Endpoint ascertainment: Many traditional cardiovascular endpoints may be feasibly ascertained remotely without the need for in-person physical examination. Collection of extensive adverse events and serious adverse events may be curtailed when appropriate, especially for drugs that are already approved for other indications.

Clinical trial adjudication: Although traditional committees apply stringent definitions to ensure high-fidelity identification of clinical events, endpoint definitions may need to be adapted to allow for adjudication even with incomplete source documentation. COVID-19 cases and hospitalizations should be prospectively ascertained. Adjudication may not always be necessary, and investigator-defined events are often sufficient.

Flexible target sample sizes and timelines: It is anticipated that COVID-19 will introduce statistical noise and uncertainty given potential competing risks of nonmodifiable events, excess premature drug discontinuation, missing or incomplete outcome data, and/or lapses in study protocol adherence. Sponsors may consider expanding target sample sizes or extending follow-up (in event-driven trials) to account for this potential loss of statistical power. They may also consider shifting resources and enrollment targets to geographic areas with lower population burden of COVID-19.

Statistical analysis plans: COVID-19 may unpredictably affect data quality, expected endpoint accrual, cardiovascular disease trajectory, as well as care patterns worldwide. As such, planned analyses may require amendment to account for data collected before, during, and after COVID-19 (adjusted for varying timing of affected communities).

Transparent communication: Regulatory bodies must continue to provide explicit guidance and clinical trialists are encouraged to share best practices to optimize clinical research during the pandemic. Reassuringly, the FDA has been responsive in delivering webinars and virtual town hall meetings and putting forth over 60 specific guidance documents related to various regulatory positions.
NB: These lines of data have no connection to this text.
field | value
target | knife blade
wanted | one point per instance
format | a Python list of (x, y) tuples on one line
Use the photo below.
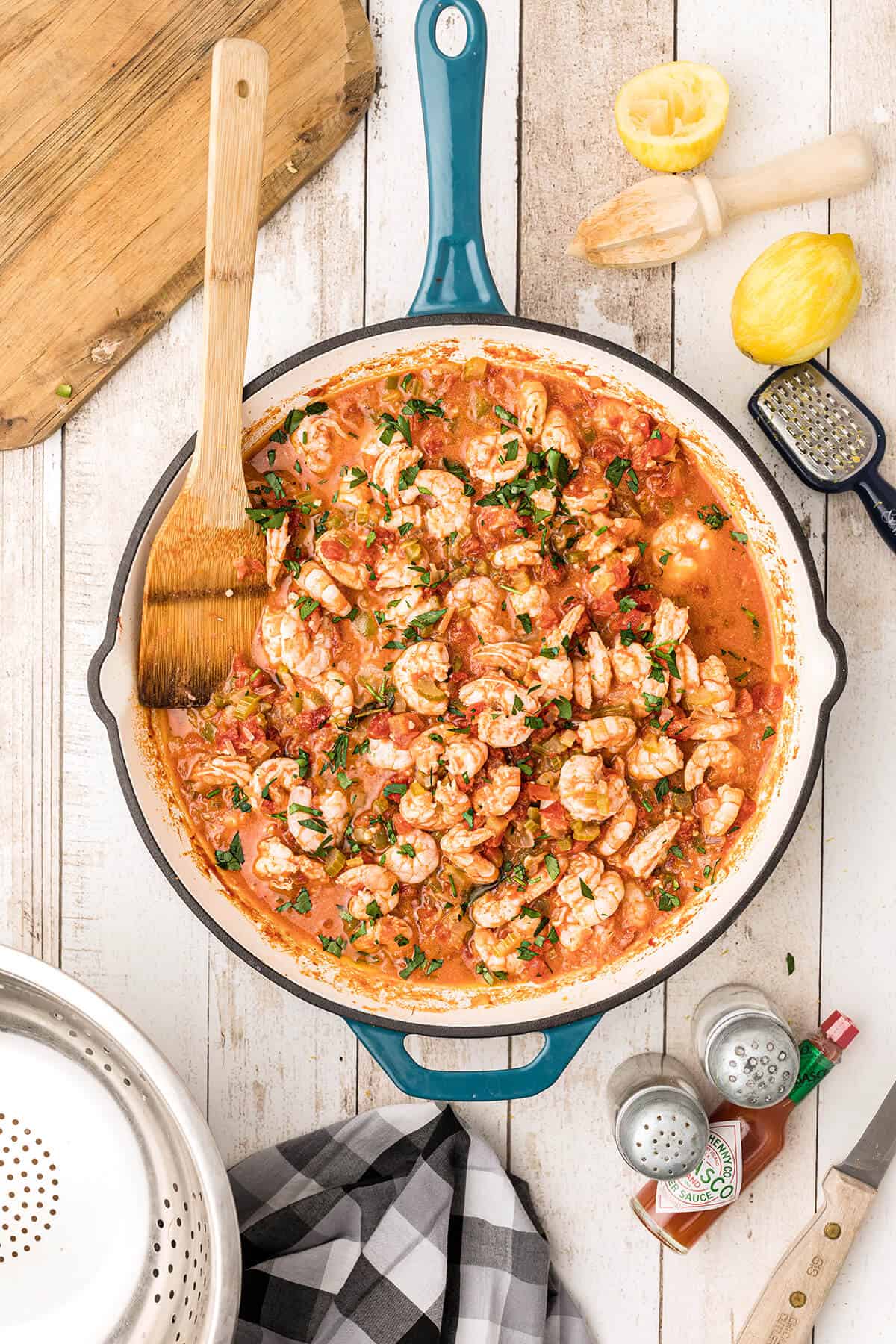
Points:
[(874, 1152)]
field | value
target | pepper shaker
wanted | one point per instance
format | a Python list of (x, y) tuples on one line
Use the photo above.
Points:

Translating Current Learnings to Durable Innovation

Many of these adaptations may be appropriate even during nonpandemic times. In the recently launched COVID-19 Pandemic Recovery and Preparedness Plan, the FDA outlines ways in which traditional regulatory approaches may be modernized to effectively apply learnings from COVID-19 to future public health emergencies. This structured program will identify and support strategies that have been effective and efficient during COVID-19 for long-term retention and implementation.

However, even with the best efforts to preserve data quality, it is expected that regulators will face challenging decisions in the post-pandemic period in reviewing these data as each trial may have slightly varied adaptations or unique considerations. Disruptions in the usual pathways of evidence generation are likely to result in imperfect data in many cases emphasizing the need for continued evaluation as the pandemic evolves with robust phase IV post-marketing studies. COVID-19 has accelerated the FDA’s consideration of diverse data sources including real-world evidence (such as the Sentinel System). Although the role of these ancillary data sources in supporting therapeutic approval remains less well defined, commitment to evaluation of broad streams of data may be particularly important in post-marketing surveillance.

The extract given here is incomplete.